Projections from the Indiana Business Research Center suggest Hoosiers shouldn’t expect a recovery from the recession for at least 12 to 18 months.
Each year, the IBRC calculates what it calls the Leading Index for Indiana. It’s a measure of the state’s economy which places the most weight on the sectors upon which Indiana is the most dependent, like manufacturing and transportation. Though it’s not as broad-based as some national outlooks, Director of Economic Analysis Tim Slaper said his report shows the state’s future is uncertain at best.
“I can’t say when we’re going to get a nice, good shot in the arm,” Slaper said. “Economic output has been fairly anemic in terms of its growth rate. So to be able to predict that in six months, we’re going to see things roaring back… I’d love to be able to say that, but I don’t see it in the numbers and I don’t think other economists see it.”

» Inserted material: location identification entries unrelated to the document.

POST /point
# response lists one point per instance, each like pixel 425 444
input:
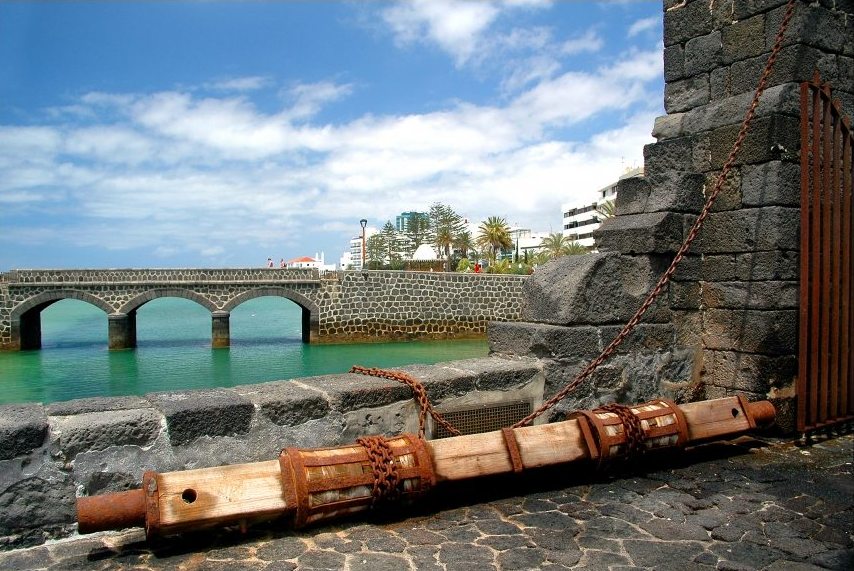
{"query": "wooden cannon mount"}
pixel 311 485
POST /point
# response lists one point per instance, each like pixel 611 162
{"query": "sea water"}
pixel 174 352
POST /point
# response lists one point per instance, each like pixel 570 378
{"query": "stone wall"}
pixel 337 306
pixel 728 322
pixel 51 454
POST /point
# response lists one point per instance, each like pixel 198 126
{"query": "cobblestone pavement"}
pixel 748 504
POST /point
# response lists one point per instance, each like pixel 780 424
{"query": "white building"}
pixel 309 263
pixel 581 218
pixel 355 253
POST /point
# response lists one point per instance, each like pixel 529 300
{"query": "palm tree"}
pixel 606 209
pixel 557 245
pixel 494 235
pixel 445 226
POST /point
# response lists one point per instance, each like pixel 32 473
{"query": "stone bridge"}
pixel 336 306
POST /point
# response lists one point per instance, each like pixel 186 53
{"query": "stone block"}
pixel 774 265
pixel 752 331
pixel 495 374
pixel 353 391
pixel 545 341
pixel 730 110
pixel 645 337
pixel 674 63
pixel 703 54
pixel 100 430
pixel 686 21
pixel 746 8
pixel 652 233
pixel 744 39
pixel 816 26
pixel 442 382
pixel 751 295
pixel 729 198
pixel 23 429
pixel 794 65
pixel 738 371
pixel 675 191
pixel 286 403
pixel 193 414
pixel 774 183
pixel 686 94
pixel 591 289
pixel 96 404
pixel 769 139
pixel 750 229
pixel 685 295
pixel 632 195
pixel 668 127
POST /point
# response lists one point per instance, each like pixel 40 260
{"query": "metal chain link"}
pixel 692 234
pixel 632 428
pixel 386 478
pixel 420 394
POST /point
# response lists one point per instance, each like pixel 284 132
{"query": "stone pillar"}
pixel 122 330
pixel 220 329
pixel 27 332
pixel 732 306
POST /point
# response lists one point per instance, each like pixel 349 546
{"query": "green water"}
pixel 174 353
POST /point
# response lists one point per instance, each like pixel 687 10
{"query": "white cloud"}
pixel 455 26
pixel 643 25
pixel 589 42
pixel 207 174
pixel 248 83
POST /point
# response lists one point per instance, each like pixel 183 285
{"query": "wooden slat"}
pixel 223 494
pixel 826 278
pixel 847 376
pixel 815 265
pixel 803 305
pixel 836 253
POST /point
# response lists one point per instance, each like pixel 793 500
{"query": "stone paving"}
pixel 746 504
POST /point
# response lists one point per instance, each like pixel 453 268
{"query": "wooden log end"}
pixel 111 511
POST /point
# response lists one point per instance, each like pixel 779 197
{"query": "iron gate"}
pixel 825 378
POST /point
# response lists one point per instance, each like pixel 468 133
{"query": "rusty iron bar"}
pixel 825 385
pixel 692 233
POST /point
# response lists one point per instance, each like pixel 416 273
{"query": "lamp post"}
pixel 364 223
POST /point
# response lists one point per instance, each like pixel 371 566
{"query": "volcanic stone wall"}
pixel 372 306
pixel 337 306
pixel 728 321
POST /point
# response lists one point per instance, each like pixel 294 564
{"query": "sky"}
pixel 218 134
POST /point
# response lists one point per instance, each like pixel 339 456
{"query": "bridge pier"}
pixel 220 329
pixel 122 330
pixel 27 332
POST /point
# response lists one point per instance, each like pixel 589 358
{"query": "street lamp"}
pixel 364 223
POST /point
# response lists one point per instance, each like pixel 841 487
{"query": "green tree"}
pixel 375 251
pixel 417 230
pixel 556 245
pixel 445 226
pixel 606 209
pixel 494 236
pixel 389 234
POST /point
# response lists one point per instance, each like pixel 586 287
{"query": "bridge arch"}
pixel 135 303
pixel 26 317
pixel 310 311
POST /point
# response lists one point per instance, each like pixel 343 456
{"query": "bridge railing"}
pixel 154 275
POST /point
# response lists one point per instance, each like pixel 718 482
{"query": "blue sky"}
pixel 209 134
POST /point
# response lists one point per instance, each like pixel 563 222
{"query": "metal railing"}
pixel 825 384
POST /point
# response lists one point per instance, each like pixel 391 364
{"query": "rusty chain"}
pixel 386 478
pixel 692 234
pixel 420 394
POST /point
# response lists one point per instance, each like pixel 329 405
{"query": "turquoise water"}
pixel 174 353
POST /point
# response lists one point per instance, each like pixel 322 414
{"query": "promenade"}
pixel 738 505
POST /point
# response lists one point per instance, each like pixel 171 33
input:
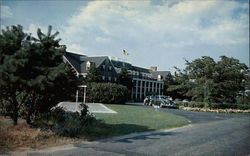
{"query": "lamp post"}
pixel 84 93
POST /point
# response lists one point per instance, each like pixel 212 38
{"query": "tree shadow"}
pixel 151 136
pixel 119 130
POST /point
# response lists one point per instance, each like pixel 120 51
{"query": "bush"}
pixel 107 93
pixel 69 124
pixel 213 105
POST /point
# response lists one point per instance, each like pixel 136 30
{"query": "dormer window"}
pixel 159 77
pixel 88 65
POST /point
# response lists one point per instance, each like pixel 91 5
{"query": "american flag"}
pixel 125 53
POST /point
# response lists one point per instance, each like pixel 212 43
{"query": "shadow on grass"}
pixel 152 136
pixel 103 130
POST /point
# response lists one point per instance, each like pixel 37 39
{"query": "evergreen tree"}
pixel 38 78
pixel 93 75
pixel 208 81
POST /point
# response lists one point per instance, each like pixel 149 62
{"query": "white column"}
pixel 141 90
pixel 153 85
pixel 145 88
pixel 136 88
pixel 76 96
pixel 84 96
pixel 159 88
pixel 132 90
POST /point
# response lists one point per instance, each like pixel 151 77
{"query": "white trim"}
pixel 71 65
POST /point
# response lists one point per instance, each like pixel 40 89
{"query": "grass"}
pixel 131 119
pixel 23 136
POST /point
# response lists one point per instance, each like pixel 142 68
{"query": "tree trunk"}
pixel 15 114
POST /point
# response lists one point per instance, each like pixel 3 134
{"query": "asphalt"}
pixel 209 134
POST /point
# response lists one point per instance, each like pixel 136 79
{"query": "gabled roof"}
pixel 79 61
pixel 139 69
pixel 162 73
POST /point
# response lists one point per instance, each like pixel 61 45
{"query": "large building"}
pixel 145 81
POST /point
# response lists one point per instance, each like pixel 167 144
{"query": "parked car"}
pixel 148 100
pixel 161 101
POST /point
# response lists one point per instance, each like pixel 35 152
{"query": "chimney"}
pixel 153 68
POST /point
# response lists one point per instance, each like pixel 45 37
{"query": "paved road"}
pixel 208 134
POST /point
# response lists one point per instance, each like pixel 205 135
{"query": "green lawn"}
pixel 131 119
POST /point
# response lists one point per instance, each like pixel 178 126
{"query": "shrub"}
pixel 107 93
pixel 213 105
pixel 69 124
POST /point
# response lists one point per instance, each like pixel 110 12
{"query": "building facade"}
pixel 145 81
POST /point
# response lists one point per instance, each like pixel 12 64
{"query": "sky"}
pixel 161 33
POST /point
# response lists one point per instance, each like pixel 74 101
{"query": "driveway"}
pixel 208 134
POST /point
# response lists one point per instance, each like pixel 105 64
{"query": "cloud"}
pixel 142 27
pixel 6 12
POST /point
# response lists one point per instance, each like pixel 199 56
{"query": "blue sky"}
pixel 154 33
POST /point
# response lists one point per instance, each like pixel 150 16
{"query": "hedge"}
pixel 107 93
pixel 213 105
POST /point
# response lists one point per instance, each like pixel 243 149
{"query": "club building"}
pixel 145 81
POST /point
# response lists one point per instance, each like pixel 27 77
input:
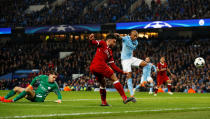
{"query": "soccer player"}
pixel 46 85
pixel 129 44
pixel 162 77
pixel 103 65
pixel 146 76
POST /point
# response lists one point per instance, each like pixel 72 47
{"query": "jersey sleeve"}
pixel 36 78
pixel 112 64
pixel 124 38
pixel 158 66
pixel 154 68
pixel 57 92
pixel 98 43
pixel 130 44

Slaper says the report could have an impact on the upcoming budget session of the Indiana General Assembly. Bloomington State Representative Matt Pierce said it will, but likely only to confirm what most lawmakers were already bracing for.
“I think most legislators are operating under the assumption that the economic growth is going to be pretty limited,” Pierce said. “We’re hoping there’s a little bit of an uptick we’re seeing, so that might be helpful, but we really don’t expect there to be a huge uptick. We kind of hope we might be surprised and get one, but I think everyone’s thinking that the next budget is going to have to be based on a pretty stagnant economic outlook.”
One positive, Slaper said, is that auto dealers say they’re seeing pent up demand – meaning once consumer confidence increases, those who have waited to buy a new car for several years could hit showroom floors by the droves.